Taking the time to work out exactly how much you’d like to borrow is also a good idea. That way, you can hit the ground running when you meet with lenders or your credit adviser.
4. Think outside the square
It may be possible to apply for a home loan using a Certificate of Income Declaration – a document that verifies your income and is signed by your accountant. It’s wise to consult a credit adviser before applying for a loan in this way, as he or she can advise which lenders will accept an income declaration. It should be noted, however, that applying for a loan using such a document may mean that the required LVR (the portion of the property value you can borrow) may be lower or the interest rate may be higher (as it is adjusted for increased risk).
While it’s a little more complicated for self-employed borrowers evaluating solutions that are somewhat more creative in terms of what verification will be accepted, getting a home loan can be easier than you’d imagined with a credit adviser in your corner…
5. Seek expert advice
There are many perks to working for yourself, but when it comes to applying for a home loan, it seems being your own boss sends up a red flag to banks and other lenders. Why? A salaried employee has a regular, steady income and is less likely to experience the cash flow volatility of a small business owner, contractor, entrepreneur, tradesperson or freelancer. Trying to navigate the home loan landscape solo may not produce the outcome you desire – and making applications that ultimately end up in rejection will only needlessly lower your credit score.

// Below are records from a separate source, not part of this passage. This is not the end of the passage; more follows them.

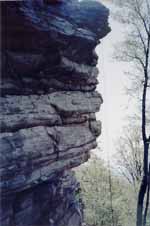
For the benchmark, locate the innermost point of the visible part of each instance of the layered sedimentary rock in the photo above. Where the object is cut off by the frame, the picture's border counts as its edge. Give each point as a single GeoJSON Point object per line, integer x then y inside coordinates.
{"type": "Point", "coordinates": [47, 107]}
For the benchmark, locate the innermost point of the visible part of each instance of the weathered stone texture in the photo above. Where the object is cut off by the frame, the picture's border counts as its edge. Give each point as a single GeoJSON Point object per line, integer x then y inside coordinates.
{"type": "Point", "coordinates": [47, 107]}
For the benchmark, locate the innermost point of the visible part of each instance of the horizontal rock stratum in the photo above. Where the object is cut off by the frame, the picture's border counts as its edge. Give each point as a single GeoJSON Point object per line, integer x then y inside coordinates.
{"type": "Point", "coordinates": [47, 107]}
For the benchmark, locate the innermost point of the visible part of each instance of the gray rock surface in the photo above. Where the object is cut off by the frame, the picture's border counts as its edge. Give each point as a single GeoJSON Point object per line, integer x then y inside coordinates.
{"type": "Point", "coordinates": [47, 107]}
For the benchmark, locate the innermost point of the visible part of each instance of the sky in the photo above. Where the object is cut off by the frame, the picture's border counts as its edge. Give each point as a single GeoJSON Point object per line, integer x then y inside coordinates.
{"type": "Point", "coordinates": [112, 82]}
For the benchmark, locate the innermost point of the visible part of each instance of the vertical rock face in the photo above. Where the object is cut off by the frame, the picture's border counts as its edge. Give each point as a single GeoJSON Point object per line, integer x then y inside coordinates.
{"type": "Point", "coordinates": [48, 105]}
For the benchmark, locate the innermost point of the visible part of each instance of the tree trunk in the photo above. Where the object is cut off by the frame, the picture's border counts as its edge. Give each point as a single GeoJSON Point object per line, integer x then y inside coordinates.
{"type": "Point", "coordinates": [141, 195]}
{"type": "Point", "coordinates": [147, 199]}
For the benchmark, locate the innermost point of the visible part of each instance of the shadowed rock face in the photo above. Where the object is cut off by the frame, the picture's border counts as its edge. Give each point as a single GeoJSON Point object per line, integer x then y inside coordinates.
{"type": "Point", "coordinates": [47, 107]}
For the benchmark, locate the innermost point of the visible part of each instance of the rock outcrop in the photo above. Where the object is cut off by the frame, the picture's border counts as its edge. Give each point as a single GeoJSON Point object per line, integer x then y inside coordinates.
{"type": "Point", "coordinates": [47, 107]}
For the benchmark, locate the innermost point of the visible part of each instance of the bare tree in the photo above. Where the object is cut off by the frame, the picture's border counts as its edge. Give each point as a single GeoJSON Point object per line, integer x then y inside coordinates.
{"type": "Point", "coordinates": [136, 49]}
{"type": "Point", "coordinates": [129, 155]}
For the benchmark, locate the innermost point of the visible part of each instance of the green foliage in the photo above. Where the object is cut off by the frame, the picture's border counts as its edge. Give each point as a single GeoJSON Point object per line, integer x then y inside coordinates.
{"type": "Point", "coordinates": [95, 186]}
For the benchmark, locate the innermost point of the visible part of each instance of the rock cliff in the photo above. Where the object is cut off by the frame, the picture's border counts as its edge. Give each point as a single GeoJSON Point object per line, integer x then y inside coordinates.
{"type": "Point", "coordinates": [47, 107]}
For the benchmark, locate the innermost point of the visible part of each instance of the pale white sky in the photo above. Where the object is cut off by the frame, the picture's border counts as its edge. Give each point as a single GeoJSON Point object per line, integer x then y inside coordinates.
{"type": "Point", "coordinates": [112, 81]}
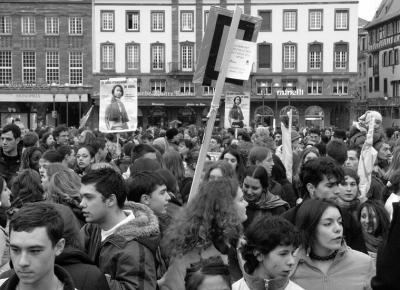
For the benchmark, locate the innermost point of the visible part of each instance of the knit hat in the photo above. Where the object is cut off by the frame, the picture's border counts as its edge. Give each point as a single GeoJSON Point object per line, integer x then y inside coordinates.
{"type": "Point", "coordinates": [295, 136]}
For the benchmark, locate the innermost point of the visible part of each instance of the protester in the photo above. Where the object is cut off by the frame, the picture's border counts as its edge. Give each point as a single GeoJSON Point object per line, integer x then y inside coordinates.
{"type": "Point", "coordinates": [120, 236]}
{"type": "Point", "coordinates": [10, 151]}
{"type": "Point", "coordinates": [234, 158]}
{"type": "Point", "coordinates": [374, 222]}
{"type": "Point", "coordinates": [208, 275]}
{"type": "Point", "coordinates": [261, 202]}
{"type": "Point", "coordinates": [35, 241]}
{"type": "Point", "coordinates": [205, 228]}
{"type": "Point", "coordinates": [324, 261]}
{"type": "Point", "coordinates": [268, 255]}
{"type": "Point", "coordinates": [84, 159]}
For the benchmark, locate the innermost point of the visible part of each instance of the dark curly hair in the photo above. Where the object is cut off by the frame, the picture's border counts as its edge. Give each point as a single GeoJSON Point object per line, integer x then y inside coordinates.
{"type": "Point", "coordinates": [210, 217]}
{"type": "Point", "coordinates": [276, 231]}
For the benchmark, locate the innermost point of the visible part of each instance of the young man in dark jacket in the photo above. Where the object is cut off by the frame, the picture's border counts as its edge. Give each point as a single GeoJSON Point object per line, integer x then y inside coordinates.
{"type": "Point", "coordinates": [121, 237]}
{"type": "Point", "coordinates": [35, 240]}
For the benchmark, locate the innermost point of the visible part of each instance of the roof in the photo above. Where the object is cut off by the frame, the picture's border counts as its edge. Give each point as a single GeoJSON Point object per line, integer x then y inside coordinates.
{"type": "Point", "coordinates": [387, 10]}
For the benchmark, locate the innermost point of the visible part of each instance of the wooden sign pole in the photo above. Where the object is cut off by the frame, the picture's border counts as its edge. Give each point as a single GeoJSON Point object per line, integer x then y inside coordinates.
{"type": "Point", "coordinates": [215, 102]}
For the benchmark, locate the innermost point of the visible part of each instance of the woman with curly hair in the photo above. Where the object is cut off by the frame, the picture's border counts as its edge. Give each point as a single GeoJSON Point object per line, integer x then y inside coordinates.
{"type": "Point", "coordinates": [235, 159]}
{"type": "Point", "coordinates": [209, 226]}
{"type": "Point", "coordinates": [30, 158]}
{"type": "Point", "coordinates": [63, 187]}
{"type": "Point", "coordinates": [268, 255]}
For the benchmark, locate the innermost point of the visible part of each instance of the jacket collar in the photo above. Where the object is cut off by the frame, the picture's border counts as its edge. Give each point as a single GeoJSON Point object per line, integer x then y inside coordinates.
{"type": "Point", "coordinates": [61, 274]}
{"type": "Point", "coordinates": [144, 227]}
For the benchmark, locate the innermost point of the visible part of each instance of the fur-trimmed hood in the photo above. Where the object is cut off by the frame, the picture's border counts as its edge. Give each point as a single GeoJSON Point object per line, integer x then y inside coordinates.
{"type": "Point", "coordinates": [143, 228]}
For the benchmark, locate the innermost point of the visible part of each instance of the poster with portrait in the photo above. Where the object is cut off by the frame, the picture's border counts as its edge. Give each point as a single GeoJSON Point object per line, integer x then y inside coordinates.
{"type": "Point", "coordinates": [237, 110]}
{"type": "Point", "coordinates": [118, 105]}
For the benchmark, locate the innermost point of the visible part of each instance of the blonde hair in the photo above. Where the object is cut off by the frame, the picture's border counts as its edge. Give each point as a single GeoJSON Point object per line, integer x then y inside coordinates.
{"type": "Point", "coordinates": [64, 184]}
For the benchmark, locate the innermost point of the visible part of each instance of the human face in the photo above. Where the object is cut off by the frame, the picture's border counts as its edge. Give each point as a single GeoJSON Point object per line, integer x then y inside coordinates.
{"type": "Point", "coordinates": [83, 158]}
{"type": "Point", "coordinates": [314, 138]}
{"type": "Point", "coordinates": [43, 164]}
{"type": "Point", "coordinates": [231, 160]}
{"type": "Point", "coordinates": [384, 152]}
{"type": "Point", "coordinates": [310, 156]}
{"type": "Point", "coordinates": [240, 205]}
{"type": "Point", "coordinates": [327, 188]}
{"type": "Point", "coordinates": [33, 255]}
{"type": "Point", "coordinates": [278, 263]}
{"type": "Point", "coordinates": [368, 220]}
{"type": "Point", "coordinates": [9, 143]}
{"type": "Point", "coordinates": [348, 189]}
{"type": "Point", "coordinates": [50, 140]}
{"type": "Point", "coordinates": [215, 174]}
{"type": "Point", "coordinates": [352, 160]}
{"type": "Point", "coordinates": [93, 205]}
{"type": "Point", "coordinates": [118, 92]}
{"type": "Point", "coordinates": [5, 196]}
{"type": "Point", "coordinates": [63, 138]}
{"type": "Point", "coordinates": [158, 199]}
{"type": "Point", "coordinates": [329, 232]}
{"type": "Point", "coordinates": [34, 160]}
{"type": "Point", "coordinates": [213, 282]}
{"type": "Point", "coordinates": [252, 189]}
{"type": "Point", "coordinates": [268, 163]}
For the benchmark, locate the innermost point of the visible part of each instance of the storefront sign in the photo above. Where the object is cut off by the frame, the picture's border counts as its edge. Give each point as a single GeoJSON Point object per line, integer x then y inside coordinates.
{"type": "Point", "coordinates": [43, 98]}
{"type": "Point", "coordinates": [298, 92]}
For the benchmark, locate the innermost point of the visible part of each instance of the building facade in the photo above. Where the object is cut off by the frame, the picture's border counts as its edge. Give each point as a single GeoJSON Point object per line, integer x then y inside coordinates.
{"type": "Point", "coordinates": [45, 61]}
{"type": "Point", "coordinates": [383, 62]}
{"type": "Point", "coordinates": [306, 58]}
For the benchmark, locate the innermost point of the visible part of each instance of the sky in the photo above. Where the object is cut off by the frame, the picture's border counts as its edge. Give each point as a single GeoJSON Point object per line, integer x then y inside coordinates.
{"type": "Point", "coordinates": [367, 8]}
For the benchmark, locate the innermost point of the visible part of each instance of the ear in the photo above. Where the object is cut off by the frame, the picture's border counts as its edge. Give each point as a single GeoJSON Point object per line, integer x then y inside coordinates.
{"type": "Point", "coordinates": [60, 246]}
{"type": "Point", "coordinates": [145, 199]}
{"type": "Point", "coordinates": [311, 189]}
{"type": "Point", "coordinates": [258, 255]}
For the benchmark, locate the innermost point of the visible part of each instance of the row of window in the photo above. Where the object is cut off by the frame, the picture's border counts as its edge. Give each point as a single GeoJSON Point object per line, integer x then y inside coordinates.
{"type": "Point", "coordinates": [384, 31]}
{"type": "Point", "coordinates": [315, 56]}
{"type": "Point", "coordinates": [290, 19]}
{"type": "Point", "coordinates": [314, 87]}
{"type": "Point", "coordinates": [29, 68]}
{"type": "Point", "coordinates": [52, 25]}
{"type": "Point", "coordinates": [315, 19]}
{"type": "Point", "coordinates": [132, 54]}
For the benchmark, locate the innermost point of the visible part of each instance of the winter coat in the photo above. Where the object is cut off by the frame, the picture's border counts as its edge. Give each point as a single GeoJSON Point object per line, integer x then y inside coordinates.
{"type": "Point", "coordinates": [350, 270]}
{"type": "Point", "coordinates": [61, 273]}
{"type": "Point", "coordinates": [82, 270]}
{"type": "Point", "coordinates": [387, 262]}
{"type": "Point", "coordinates": [127, 257]}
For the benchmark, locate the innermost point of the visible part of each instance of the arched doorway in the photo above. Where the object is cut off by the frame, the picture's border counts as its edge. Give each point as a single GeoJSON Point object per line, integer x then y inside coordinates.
{"type": "Point", "coordinates": [295, 114]}
{"type": "Point", "coordinates": [157, 116]}
{"type": "Point", "coordinates": [187, 116]}
{"type": "Point", "coordinates": [264, 116]}
{"type": "Point", "coordinates": [314, 116]}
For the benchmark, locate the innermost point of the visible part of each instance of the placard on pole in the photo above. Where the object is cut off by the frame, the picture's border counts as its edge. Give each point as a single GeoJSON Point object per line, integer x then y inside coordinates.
{"type": "Point", "coordinates": [226, 31]}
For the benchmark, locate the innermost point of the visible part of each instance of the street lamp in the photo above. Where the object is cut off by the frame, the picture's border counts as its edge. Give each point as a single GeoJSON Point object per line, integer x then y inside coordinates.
{"type": "Point", "coordinates": [276, 86]}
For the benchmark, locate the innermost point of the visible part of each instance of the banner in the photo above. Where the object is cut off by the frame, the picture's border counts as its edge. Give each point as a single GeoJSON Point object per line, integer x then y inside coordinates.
{"type": "Point", "coordinates": [118, 105]}
{"type": "Point", "coordinates": [237, 111]}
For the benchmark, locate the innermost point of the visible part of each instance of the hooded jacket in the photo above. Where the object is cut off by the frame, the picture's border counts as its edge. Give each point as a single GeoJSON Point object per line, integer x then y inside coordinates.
{"type": "Point", "coordinates": [127, 257]}
{"type": "Point", "coordinates": [62, 275]}
{"type": "Point", "coordinates": [267, 205]}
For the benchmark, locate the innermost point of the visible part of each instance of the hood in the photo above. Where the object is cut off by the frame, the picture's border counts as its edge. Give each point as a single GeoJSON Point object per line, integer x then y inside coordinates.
{"type": "Point", "coordinates": [72, 256]}
{"type": "Point", "coordinates": [143, 228]}
{"type": "Point", "coordinates": [256, 283]}
{"type": "Point", "coordinates": [269, 201]}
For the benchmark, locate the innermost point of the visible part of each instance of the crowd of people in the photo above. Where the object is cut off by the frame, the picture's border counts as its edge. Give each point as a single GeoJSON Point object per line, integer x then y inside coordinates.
{"type": "Point", "coordinates": [80, 209]}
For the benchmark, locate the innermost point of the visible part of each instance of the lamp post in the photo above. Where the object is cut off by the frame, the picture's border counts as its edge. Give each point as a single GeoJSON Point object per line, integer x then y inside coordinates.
{"type": "Point", "coordinates": [276, 86]}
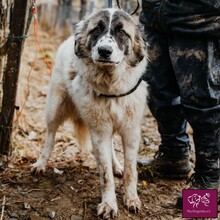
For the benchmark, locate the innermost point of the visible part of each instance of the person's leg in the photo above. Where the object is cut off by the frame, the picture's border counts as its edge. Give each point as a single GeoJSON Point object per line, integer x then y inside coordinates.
{"type": "Point", "coordinates": [196, 64]}
{"type": "Point", "coordinates": [164, 103]}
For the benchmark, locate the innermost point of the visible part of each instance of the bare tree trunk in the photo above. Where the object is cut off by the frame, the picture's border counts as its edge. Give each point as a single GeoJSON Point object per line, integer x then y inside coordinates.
{"type": "Point", "coordinates": [13, 43]}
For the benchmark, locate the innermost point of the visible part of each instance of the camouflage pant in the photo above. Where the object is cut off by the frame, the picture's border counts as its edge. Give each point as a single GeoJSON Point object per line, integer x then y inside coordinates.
{"type": "Point", "coordinates": [184, 79]}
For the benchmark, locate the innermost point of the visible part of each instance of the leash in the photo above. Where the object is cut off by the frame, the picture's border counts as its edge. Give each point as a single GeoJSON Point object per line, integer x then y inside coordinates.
{"type": "Point", "coordinates": [123, 94]}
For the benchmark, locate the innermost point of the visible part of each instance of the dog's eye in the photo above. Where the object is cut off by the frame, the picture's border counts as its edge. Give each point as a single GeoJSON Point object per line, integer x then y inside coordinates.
{"type": "Point", "coordinates": [98, 30]}
{"type": "Point", "coordinates": [121, 33]}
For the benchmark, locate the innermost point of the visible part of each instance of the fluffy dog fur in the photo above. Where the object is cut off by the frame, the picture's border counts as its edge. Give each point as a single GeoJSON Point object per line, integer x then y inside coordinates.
{"type": "Point", "coordinates": [92, 75]}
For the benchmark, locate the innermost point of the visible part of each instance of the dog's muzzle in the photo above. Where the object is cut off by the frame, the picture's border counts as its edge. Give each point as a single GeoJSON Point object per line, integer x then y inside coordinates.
{"type": "Point", "coordinates": [105, 52]}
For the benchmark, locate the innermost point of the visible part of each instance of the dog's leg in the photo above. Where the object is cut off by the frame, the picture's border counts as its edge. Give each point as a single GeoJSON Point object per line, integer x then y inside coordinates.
{"type": "Point", "coordinates": [83, 136]}
{"type": "Point", "coordinates": [102, 147]}
{"type": "Point", "coordinates": [131, 141]}
{"type": "Point", "coordinates": [55, 115]}
{"type": "Point", "coordinates": [117, 167]}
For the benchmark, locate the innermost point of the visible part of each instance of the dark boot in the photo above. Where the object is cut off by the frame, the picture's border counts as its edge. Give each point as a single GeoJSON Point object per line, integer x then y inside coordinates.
{"type": "Point", "coordinates": [168, 162]}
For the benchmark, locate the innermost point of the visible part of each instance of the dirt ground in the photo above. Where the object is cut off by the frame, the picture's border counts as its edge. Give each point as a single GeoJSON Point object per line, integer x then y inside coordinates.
{"type": "Point", "coordinates": [70, 187]}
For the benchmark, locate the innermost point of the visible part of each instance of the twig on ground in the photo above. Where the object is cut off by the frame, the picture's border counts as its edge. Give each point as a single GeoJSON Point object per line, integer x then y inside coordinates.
{"type": "Point", "coordinates": [3, 208]}
{"type": "Point", "coordinates": [84, 213]}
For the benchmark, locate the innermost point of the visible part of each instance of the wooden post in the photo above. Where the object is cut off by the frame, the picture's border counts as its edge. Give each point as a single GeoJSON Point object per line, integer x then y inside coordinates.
{"type": "Point", "coordinates": [14, 45]}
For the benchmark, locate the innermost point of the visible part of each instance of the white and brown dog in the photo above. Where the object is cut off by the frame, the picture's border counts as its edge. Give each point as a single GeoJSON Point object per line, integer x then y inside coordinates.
{"type": "Point", "coordinates": [105, 95]}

There are many experts who can help self-employed people access a home loan, and a credit adviser is a good first port of call. They will be able to provide you with an up-to-date overview of which lenders on their panel are most comfortable lending to the self-employed, and also explain what sorts of loan products are available. They can also provide valuable advice around the sort of documentation you will need to have ready before you submit your application.